IQPC eDiscovery Panel-Roles of In-House Counsel and Outside Counsel

Vincent Miraglia, Chief Counsel - Employment Litigation & Electronic Discovery International Paper
Vickie Lee Clewes, Senior Manager, Commercial Legal Affairs, Gilead Sciences, Inc.
Moderator, Wayne C. Matus, Partner Pillsbury Law Firm

Wayne Matus started the discussion rolling by asking the panel, "What keeps you up at night?"
There were two answers:
  1. For things like government subpoenas and investigations, it is very hard to have processes already in place, so managing the discovery is very challenging. 
  2. For inside counsel, it is very difficult to manage many legal holds and keep mindful of when they "anticipate" new litigation. 

The panel noted it was difficult to have a cohesive company-wide plan. They still had to address the individuality of each office/department while balancing the tie between discovery and risk.

Vinnie thought that "less is more" and that he does not want all of the data, just the relevant stuff.
He gave an example of PST files.  They had established a delete policy (60 or 90 days) and used legal hold and archiving tools to move and archive necessary email. 

They referred to the Zubulake case (6) and explained that since "terminating employees" could lead to litigation, a best practice would be to freeze all data for terminations for a set period of time.


Question from Wayne-What about the fact that they may get hit with a lawsuit in a new area?   The panel believes in meeting and discussing potential new stuff often with outside counsel.  They also found that, almost always, outside counsel is conservative about when legal holds are necessary. 


What keeps Wayne up is the eDiscovery process maps he creates with his clients do not say all decisions should be documented.  For example, "this is why I did or did not issue a legal hold."

Vicki thinks they do need to document more.  Since we are shooting for "reasonableness" better to show what you considered at the time.

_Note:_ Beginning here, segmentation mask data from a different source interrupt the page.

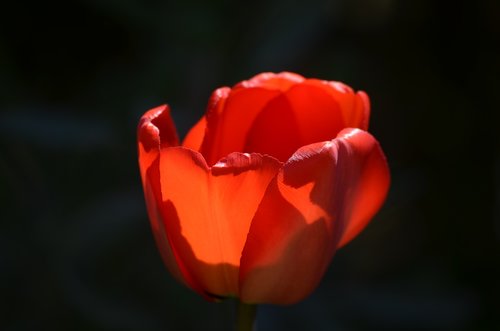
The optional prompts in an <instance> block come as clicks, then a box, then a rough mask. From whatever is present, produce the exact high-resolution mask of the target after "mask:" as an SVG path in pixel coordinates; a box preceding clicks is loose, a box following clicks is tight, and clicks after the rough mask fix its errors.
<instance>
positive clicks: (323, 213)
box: [240, 129, 389, 304]
mask: <svg viewBox="0 0 500 331" xmlns="http://www.w3.org/2000/svg"><path fill="white" fill-rule="evenodd" d="M388 185H389V173H388V169H387V165H386V162H385V157H384V155H383V153H382V151H381V149H380V148H379V146H378V143H377V141H376V140H375V139H374V138H373V137H372V136H371V135H370V134H368V133H367V132H364V131H361V130H358V129H347V130H344V131H342V132H341V133H340V134H339V135H338V137H337V138H336V139H334V140H332V141H328V142H322V143H316V144H312V145H309V146H306V147H303V148H301V149H299V150H298V151H297V152H296V153H295V154H294V155H293V156H292V157H291V158H290V160H289V161H288V162H287V163H286V164H285V165H284V167H283V169H281V170H280V172H279V173H278V176H277V177H276V178H275V179H274V180H273V181H272V182H271V183H270V184H269V187H268V189H267V191H266V194H265V196H264V198H263V200H262V202H261V204H260V206H259V209H258V210H257V213H256V214H255V217H254V219H253V221H252V225H251V228H250V232H249V234H248V238H247V242H246V244H245V248H244V250H243V254H242V258H241V266H240V286H241V290H240V296H241V300H242V301H244V302H251V303H261V302H265V303H275V304H290V303H295V302H297V301H299V300H301V299H303V298H304V297H305V296H307V295H308V294H309V293H310V292H311V291H312V290H313V289H314V288H315V287H316V286H317V284H318V283H319V281H320V280H321V278H322V276H323V274H324V272H325V270H326V268H327V266H328V264H329V262H330V260H331V258H332V257H333V254H334V253H335V250H336V249H337V248H338V247H339V244H340V243H344V242H346V241H348V240H349V239H350V238H352V237H353V236H355V235H356V234H357V233H358V232H359V231H360V229H361V228H362V227H364V226H365V225H366V223H367V222H368V220H369V219H370V218H371V217H372V216H373V215H374V213H375V212H376V211H377V210H378V209H379V208H380V206H381V204H382V202H383V201H384V199H385V196H386V194H387V190H388Z"/></svg>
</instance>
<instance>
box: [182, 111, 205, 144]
mask: <svg viewBox="0 0 500 331" xmlns="http://www.w3.org/2000/svg"><path fill="white" fill-rule="evenodd" d="M206 129H207V118H206V117H205V116H203V117H202V118H201V119H200V120H199V121H198V123H196V124H195V126H193V127H192V128H191V130H189V132H188V134H187V135H186V138H184V141H183V142H182V146H184V147H186V148H189V149H192V150H193V151H199V150H200V149H201V144H202V143H203V138H204V137H205V131H206Z"/></svg>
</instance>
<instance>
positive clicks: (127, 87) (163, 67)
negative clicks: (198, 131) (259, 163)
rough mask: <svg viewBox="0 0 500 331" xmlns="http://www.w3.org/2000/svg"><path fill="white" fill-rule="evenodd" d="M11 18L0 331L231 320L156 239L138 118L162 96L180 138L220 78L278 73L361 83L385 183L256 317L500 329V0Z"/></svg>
mask: <svg viewBox="0 0 500 331" xmlns="http://www.w3.org/2000/svg"><path fill="white" fill-rule="evenodd" d="M0 28H1V30H0V64H1V67H0V70H1V72H0V73H1V74H0V87H1V88H0V101H1V108H0V194H1V197H0V198H1V199H0V204H1V205H0V305H1V306H2V308H0V329H2V330H229V329H230V328H231V325H232V323H233V321H232V314H233V309H234V307H233V303H231V302H225V303H222V304H212V303H207V302H205V301H204V300H203V299H201V298H200V297H198V296H197V295H195V294H194V293H193V292H191V291H190V290H188V289H186V288H184V287H182V286H181V285H179V284H178V283H176V282H175V281H174V280H173V278H172V277H171V276H170V275H169V274H168V272H167V271H166V269H165V268H164V266H163V264H162V262H161V259H160V256H159V254H158V252H157V251H156V248H155V244H154V241H153V237H152V234H151V232H150V228H149V223H148V220H147V216H146V211H145V207H144V201H143V196H142V189H141V187H140V180H139V171H138V167H137V159H136V157H137V156H136V137H135V134H136V133H135V130H136V125H137V122H138V120H139V117H140V116H141V115H142V113H143V112H144V111H146V110H148V109H150V108H152V107H154V106H157V105H159V104H162V103H165V102H167V103H169V104H170V105H171V106H172V108H173V116H174V118H175V121H176V123H177V126H178V130H179V133H180V135H181V136H184V134H185V133H186V131H187V130H188V128H189V127H190V126H191V125H192V124H194V123H195V121H196V120H197V119H198V118H199V116H201V114H202V113H203V112H204V110H205V105H206V102H207V100H208V97H209V95H210V93H211V92H212V90H214V89H215V88H216V87H219V86H223V85H233V84H235V83H237V82H238V81H240V80H243V79H247V78H249V77H251V76H253V75H254V74H257V73H259V72H263V71H278V72H279V71H282V70H288V71H294V72H298V73H301V74H303V75H305V76H306V77H317V78H323V79H328V80H340V81H343V82H345V83H347V84H349V85H350V86H352V87H354V88H355V89H362V90H365V91H367V93H368V94H369V95H370V97H371V101H372V117H371V124H370V125H371V126H370V131H371V132H372V133H373V134H374V135H375V137H377V138H378V140H379V141H380V143H381V145H382V147H383V148H384V151H385V152H386V154H387V157H388V160H389V164H390V167H391V172H392V178H393V182H392V186H391V190H390V194H389V197H388V200H387V202H386V204H385V206H384V207H383V209H382V210H381V211H380V213H379V214H378V215H377V216H376V217H375V219H374V221H373V222H372V223H371V224H370V226H369V227H368V228H367V229H366V231H364V232H363V233H362V234H361V235H360V236H359V237H358V238H357V239H356V240H354V241H353V242H352V243H351V244H349V245H348V246H347V247H345V248H344V249H342V250H341V251H339V252H338V254H337V255H336V257H335V258H334V260H333V263H332V265H331V267H330V269H329V271H328V273H327V274H326V275H325V277H324V279H323V281H322V283H321V285H320V286H319V288H318V289H317V290H316V291H315V292H314V293H313V294H312V295H311V296H310V297H309V298H308V299H307V300H305V301H303V302H302V303H300V304H297V305H295V306H290V307H274V306H263V307H262V308H261V310H260V311H259V318H258V323H259V330H260V331H265V330H377V329H405V330H407V329H414V330H420V329H454V330H494V329H497V328H498V326H499V325H500V320H499V314H500V308H499V304H498V302H499V297H500V290H499V279H500V274H499V268H498V267H499V264H500V255H499V243H500V240H499V238H500V227H499V224H498V219H499V217H500V209H499V205H500V203H499V194H498V193H499V188H500V170H499V153H498V151H499V149H498V147H499V146H498V132H499V129H498V121H497V120H495V118H494V113H497V112H498V110H499V109H498V107H499V106H498V105H499V104H500V98H499V95H500V93H499V88H500V82H499V78H500V54H499V52H497V51H496V50H495V47H496V46H499V45H500V37H499V36H500V4H499V2H498V1H434V0H422V1H418V0H414V1H395V0H368V1H361V0H356V1H342V2H341V1H319V0H316V1H312V0H311V1H308V2H307V3H306V2H297V1H285V0H275V1H272V2H270V1H264V0H260V1H252V2H246V3H243V2H242V3H236V2H230V1H198V2H196V1H177V2H167V1H153V0H149V1H139V0H135V1H133V0H127V1H117V0H115V1H113V0H106V1H100V0H88V1H72V2H71V1H68V2H65V3H51V2H50V1H49V2H42V1H40V2H35V1H33V2H26V1H18V2H15V4H14V3H13V2H11V3H9V4H8V5H7V3H6V4H3V5H2V9H1V10H0Z"/></svg>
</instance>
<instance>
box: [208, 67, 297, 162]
mask: <svg viewBox="0 0 500 331" xmlns="http://www.w3.org/2000/svg"><path fill="white" fill-rule="evenodd" d="M303 80H304V78H303V77H302V76H299V75H296V74H292V73H287V72H285V73H280V74H273V73H264V74H260V75H257V76H255V77H254V78H252V79H250V80H247V81H243V82H241V83H239V84H238V85H236V86H235V87H234V88H233V89H232V90H230V91H229V89H227V88H226V90H224V95H223V96H222V97H220V98H218V99H217V104H216V105H215V106H212V107H210V106H209V113H208V115H207V122H208V123H207V133H206V136H205V140H204V142H203V145H202V148H201V153H202V154H203V156H204V157H205V159H206V160H207V162H208V164H209V165H212V164H214V163H215V162H217V160H219V159H220V158H222V157H224V156H225V155H228V154H229V153H232V152H236V151H238V152H243V151H244V147H245V143H246V139H247V134H248V132H249V130H250V128H251V126H252V124H253V122H254V121H255V119H256V118H257V116H258V115H259V114H260V113H261V112H262V110H263V109H264V108H265V107H266V105H267V104H268V103H269V102H271V101H272V100H273V99H275V98H276V97H277V96H279V95H281V94H282V93H283V92H284V91H286V90H288V89H289V88H290V87H292V86H294V85H295V84H297V83H299V82H301V81H303ZM216 93H219V94H220V92H217V91H216ZM212 99H214V97H212ZM211 104H213V102H211ZM212 108H213V109H216V111H213V110H212V111H211V110H210V109H212Z"/></svg>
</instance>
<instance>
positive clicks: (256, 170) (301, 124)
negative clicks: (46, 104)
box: [138, 72, 390, 304]
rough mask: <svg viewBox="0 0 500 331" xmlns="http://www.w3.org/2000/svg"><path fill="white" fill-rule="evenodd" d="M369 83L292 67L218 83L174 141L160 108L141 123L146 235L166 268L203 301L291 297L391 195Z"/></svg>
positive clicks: (307, 288) (140, 145)
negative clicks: (323, 79)
mask: <svg viewBox="0 0 500 331" xmlns="http://www.w3.org/2000/svg"><path fill="white" fill-rule="evenodd" d="M369 114H370V106H369V100H368V96H367V95H366V94H365V93H364V92H356V93H355V92H353V90H352V89H351V88H350V87H348V86H346V85H344V84H342V83H340V82H329V81H323V80H318V79H305V78H304V77H302V76H300V75H297V74H293V73H287V72H284V73H280V74H272V73H263V74H260V75H257V76H255V77H253V78H252V79H250V80H247V81H243V82H241V83H239V84H237V85H236V86H234V87H232V88H228V87H223V88H220V89H217V90H216V91H215V92H214V93H213V94H212V96H211V98H210V101H209V104H208V110H207V113H206V114H205V115H204V116H203V117H202V118H201V120H200V121H199V122H198V123H197V124H196V125H195V126H194V127H193V128H192V129H191V130H190V131H189V133H188V134H187V136H186V137H185V139H184V141H183V142H182V143H181V144H180V143H179V140H178V138H177V134H176V130H175V126H174V123H173V121H172V119H171V117H170V109H169V107H168V106H167V105H163V106H160V107H158V108H154V109H151V110H150V111H148V112H146V113H145V114H144V115H143V116H142V118H141V121H140V123H139V127H138V145H139V146H138V147H139V164H140V171H141V177H142V183H143V186H144V192H145V197H146V204H147V209H148V214H149V218H150V221H151V224H152V228H153V233H154V236H155V239H156V242H157V245H158V248H159V250H160V252H161V254H162V257H163V260H164V262H165V264H166V266H167V267H168V269H169V270H170V272H171V273H172V274H173V275H174V277H175V278H177V279H178V280H179V281H180V282H182V283H184V284H185V285H187V286H188V287H190V288H192V289H193V290H194V291H196V292H198V293H199V294H201V295H202V296H204V297H205V298H207V299H210V300H218V299H221V298H225V297H238V298H239V299H240V300H241V301H242V302H245V303H273V304H291V303H295V302H297V301H300V300H301V299H303V298H304V297H306V296H307V295H308V294H309V293H311V291H313V290H314V288H315V287H316V286H317V285H318V283H319V282H320V280H321V278H322V276H323V274H324V273H325V271H326V269H327V267H328V265H329V263H330V261H331V259H332V257H333V255H334V253H335V252H336V250H337V249H338V248H340V247H342V246H343V245H345V244H346V243H348V242H349V241H350V240H351V239H353V238H354V237H355V236H357V235H358V233H359V232H360V231H361V230H362V229H363V228H364V227H365V226H366V225H367V224H368V222H369V221H370V220H371V218H372V217H373V216H374V215H375V213H376V212H377V211H378V210H379V209H380V207H381V205H382V204H383V202H384V200H385V197H386V195H387V191H388V187H389V182H390V176H389V170H388V167H387V163H386V160H385V156H384V154H383V152H382V150H381V148H380V146H379V144H378V142H377V141H376V140H375V138H374V137H373V136H371V135H370V134H369V133H368V132H366V130H367V129H368V120H369Z"/></svg>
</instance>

Question from Wayne-How important is communication between inside and outside counsel?
Vinnie's response-Keep it like a working partnership so Vinnie may respond to some discovery requests and outside counsel may respond to others.  He thought that the legal bills go down with better communication.

1 comment:

Brad said...

Cary, thanks for posting your thoughts from the conference. It sounds like a very worthwhile discussion, and certainly reinforces the importance of creating a fact record of steps taken in response to a preservation obligation. Too often when relying on manual record keeping, we fail to take the time to document our decisions. Defending based on recollection is always far tougher.